# Graduation trip Venice



## capthoop (Oct 28, 2007)

Proud father Danny gave his son an offshore trip for graduation. He booked it through Venice Offshore. His son got a football scholarship to the Air Force academy. He plays either guard or center. 

The problem was the seas were rough. I had been very sick the day before and wanted to cancel but they were here and I sucked it up, got out of bed and went for it. I had no intention of running far. My Glacier Bay handled the seas well but it was a slow crawl out to the targeted rig. I knew we had blackfin and amberjack at the rig. When we pulled up another boat was there and the tuna bite was slow. I marked fish all over the place. I decided to drop an Anteater jig down near the rig. Dropped down, 2 or 3 jigs, and hooked up. Backed the boat away from the rig and the fight was on.










This was easy!










A nice 50 pound class amberjack was a great way to start.










You know after a start as easy as that the rest of the day is going to be super easy or a tough game all day. I spent the next half hour or so donating jigs to the rig. These fish were bigger than usual and holding tight to the rig. I gave up donating jigs to the Amberjack Lip Piercing program.

My quest for tuna was not going well. We now had 4 boats around us chunking for tuna. The fish were there but not feeding as we would have liked. They may have been line shy or something else. Occasionally somebody would hook up to a blackfin tuna but I was not having luck setting up a comfortable drift.

I made a move close by and decided to drop down near the rig to see if I could find our limit amberjack. Almost a repeat of our first stop of the day. As I was backing from the rig I took a wave over the back or the boat. We all got soaked. It even soaked me at the console and filled the boat with water. Self bailing scuppers worked well but most of our bait on the cutting board went overboard. We all got soaked. Did I mention it was rough?










Fish put a "whuppin" on this big boy!










Another good fish and we have our limit of Amberjacks.



There were blackfin here but one of my buddies at the rig I just left called and said the bite may be picking up there. I went back and once again set up a chunking drift. After over an hour of this I was thinking about doing something else. Suddenly one of the lines starts screaming and the normal reaction from somebody that has never done this before is start reeling. Forgot one thing. Engage the reel. OOPS! Situation under control and the fight is on. We soon have a nice blackfin in the boat. 

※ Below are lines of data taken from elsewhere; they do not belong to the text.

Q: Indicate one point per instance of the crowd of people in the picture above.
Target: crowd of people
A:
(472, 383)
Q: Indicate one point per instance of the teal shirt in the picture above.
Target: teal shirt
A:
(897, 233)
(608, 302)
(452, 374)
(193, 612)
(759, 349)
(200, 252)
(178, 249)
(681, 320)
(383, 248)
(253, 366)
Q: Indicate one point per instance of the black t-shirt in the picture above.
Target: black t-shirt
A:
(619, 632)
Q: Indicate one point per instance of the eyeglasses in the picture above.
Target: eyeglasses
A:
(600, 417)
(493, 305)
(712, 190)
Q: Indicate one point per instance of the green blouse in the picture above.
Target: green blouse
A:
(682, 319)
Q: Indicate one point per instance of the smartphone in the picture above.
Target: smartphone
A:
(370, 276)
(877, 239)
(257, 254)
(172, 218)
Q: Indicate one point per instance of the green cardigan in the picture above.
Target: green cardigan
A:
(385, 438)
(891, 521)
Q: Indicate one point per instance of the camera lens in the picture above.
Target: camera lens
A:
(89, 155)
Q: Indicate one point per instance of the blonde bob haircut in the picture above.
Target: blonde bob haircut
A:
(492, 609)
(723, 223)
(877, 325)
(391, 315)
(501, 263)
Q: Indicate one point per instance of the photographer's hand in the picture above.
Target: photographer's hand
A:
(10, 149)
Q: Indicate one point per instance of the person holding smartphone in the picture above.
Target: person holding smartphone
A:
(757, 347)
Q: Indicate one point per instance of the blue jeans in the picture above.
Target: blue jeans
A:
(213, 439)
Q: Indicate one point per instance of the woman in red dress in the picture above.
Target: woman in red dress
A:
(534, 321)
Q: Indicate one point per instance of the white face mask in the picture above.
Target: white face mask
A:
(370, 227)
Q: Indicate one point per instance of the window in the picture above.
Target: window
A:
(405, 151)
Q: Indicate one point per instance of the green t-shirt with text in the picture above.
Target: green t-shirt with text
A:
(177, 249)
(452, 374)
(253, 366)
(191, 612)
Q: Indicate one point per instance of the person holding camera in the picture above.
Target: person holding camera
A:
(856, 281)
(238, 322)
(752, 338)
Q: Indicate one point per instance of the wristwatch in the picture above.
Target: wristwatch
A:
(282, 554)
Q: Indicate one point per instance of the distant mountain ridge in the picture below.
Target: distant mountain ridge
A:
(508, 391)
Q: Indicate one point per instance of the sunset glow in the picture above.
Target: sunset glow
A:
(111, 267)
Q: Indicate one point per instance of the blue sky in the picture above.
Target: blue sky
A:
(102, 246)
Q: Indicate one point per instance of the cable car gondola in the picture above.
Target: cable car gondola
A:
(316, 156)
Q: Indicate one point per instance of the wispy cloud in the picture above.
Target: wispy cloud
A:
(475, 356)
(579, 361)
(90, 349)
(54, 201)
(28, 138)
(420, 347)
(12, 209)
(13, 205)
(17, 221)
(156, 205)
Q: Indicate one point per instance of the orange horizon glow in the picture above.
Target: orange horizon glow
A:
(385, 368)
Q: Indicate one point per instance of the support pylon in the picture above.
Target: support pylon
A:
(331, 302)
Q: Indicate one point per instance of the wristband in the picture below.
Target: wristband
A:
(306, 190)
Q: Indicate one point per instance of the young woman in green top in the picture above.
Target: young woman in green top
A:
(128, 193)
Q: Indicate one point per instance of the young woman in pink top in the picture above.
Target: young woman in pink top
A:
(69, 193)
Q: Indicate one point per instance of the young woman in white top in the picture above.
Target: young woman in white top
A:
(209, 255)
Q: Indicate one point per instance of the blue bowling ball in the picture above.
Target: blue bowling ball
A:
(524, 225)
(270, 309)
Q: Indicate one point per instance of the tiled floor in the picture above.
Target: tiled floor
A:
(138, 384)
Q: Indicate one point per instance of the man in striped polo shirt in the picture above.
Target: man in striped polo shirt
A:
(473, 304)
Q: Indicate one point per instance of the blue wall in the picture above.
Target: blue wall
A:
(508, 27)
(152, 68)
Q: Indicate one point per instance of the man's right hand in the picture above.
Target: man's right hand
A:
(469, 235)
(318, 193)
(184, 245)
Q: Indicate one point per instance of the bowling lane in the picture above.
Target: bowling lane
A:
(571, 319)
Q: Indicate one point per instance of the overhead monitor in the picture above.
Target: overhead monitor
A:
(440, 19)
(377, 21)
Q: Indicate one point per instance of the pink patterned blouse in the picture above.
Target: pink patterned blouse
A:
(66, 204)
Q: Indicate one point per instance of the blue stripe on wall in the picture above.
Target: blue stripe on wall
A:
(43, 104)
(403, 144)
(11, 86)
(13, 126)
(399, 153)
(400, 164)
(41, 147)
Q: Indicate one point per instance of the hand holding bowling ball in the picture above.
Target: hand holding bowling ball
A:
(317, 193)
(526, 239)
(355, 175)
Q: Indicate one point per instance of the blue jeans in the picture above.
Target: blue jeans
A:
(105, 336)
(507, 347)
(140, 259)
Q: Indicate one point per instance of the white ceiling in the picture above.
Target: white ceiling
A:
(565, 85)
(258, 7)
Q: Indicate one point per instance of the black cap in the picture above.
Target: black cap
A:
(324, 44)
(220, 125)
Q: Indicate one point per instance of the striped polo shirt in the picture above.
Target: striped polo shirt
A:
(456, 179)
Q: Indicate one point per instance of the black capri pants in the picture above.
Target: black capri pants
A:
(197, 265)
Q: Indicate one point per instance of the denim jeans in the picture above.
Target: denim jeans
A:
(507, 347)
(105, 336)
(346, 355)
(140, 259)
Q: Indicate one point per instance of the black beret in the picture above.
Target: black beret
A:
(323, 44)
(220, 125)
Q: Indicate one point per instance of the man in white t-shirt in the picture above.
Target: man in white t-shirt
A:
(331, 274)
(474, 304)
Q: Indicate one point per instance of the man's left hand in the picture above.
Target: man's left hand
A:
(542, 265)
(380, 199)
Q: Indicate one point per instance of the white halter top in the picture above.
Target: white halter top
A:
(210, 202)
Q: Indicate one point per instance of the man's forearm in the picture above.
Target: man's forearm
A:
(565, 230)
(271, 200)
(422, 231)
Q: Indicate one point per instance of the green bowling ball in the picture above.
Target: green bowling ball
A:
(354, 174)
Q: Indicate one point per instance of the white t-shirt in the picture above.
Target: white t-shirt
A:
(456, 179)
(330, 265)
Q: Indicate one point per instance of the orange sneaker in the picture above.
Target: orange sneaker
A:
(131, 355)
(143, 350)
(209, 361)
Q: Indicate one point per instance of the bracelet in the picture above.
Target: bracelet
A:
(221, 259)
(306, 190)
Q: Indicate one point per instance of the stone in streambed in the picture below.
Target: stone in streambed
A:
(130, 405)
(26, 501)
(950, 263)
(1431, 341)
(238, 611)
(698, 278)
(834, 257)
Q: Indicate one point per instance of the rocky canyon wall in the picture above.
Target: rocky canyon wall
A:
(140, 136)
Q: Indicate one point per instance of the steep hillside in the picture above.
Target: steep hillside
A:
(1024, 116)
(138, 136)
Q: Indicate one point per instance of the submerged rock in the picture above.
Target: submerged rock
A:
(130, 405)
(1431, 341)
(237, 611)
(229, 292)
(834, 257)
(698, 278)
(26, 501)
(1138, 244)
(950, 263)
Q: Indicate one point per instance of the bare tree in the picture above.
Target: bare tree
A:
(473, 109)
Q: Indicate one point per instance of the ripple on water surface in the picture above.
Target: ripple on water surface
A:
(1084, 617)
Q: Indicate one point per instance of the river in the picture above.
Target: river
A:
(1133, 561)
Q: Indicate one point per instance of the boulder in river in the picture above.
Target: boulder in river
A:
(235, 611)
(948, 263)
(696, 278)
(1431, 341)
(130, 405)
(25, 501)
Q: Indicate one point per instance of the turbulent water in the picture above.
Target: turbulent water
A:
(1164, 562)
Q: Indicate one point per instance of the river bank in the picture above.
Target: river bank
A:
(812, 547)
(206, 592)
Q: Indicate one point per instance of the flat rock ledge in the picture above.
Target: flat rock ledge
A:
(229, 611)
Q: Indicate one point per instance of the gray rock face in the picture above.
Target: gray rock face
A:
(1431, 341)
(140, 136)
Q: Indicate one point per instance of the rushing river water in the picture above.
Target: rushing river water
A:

This bought us more time here but the lock jaw was not loosening up at all. Several drifts later the sharks moved in and shut everything down. I made an attempt to move to another rig but the side seas were splashing water into the boat so I changed direction and rode with a comfortable sea. We finished our last hour in shallow water catching and releasing red snapper almost on every drop. 



















We were attempting to get through to some white trout and lane or mangrove snapper or even some croaker but the red snapper were very thick. Once out of bait we went in. We did manage one nice 3 pound white trout though.

Only had 3 fish and the white trout in the box at the end of the day but the customers were happy at how the day went under the conditions we had.










Life is Good!
Fishing is not a matter of life or death. It's more important than that.

CAPT HOOP -- OUR FREEDOM


----------



## Deeplines (Sep 28, 2007)

Awesome.


----------



## WhyMe (Apr 21, 2013)

Very nice report. Nice fish and happy campers. Wtg.
Whyme 
Mako my Dayo


----------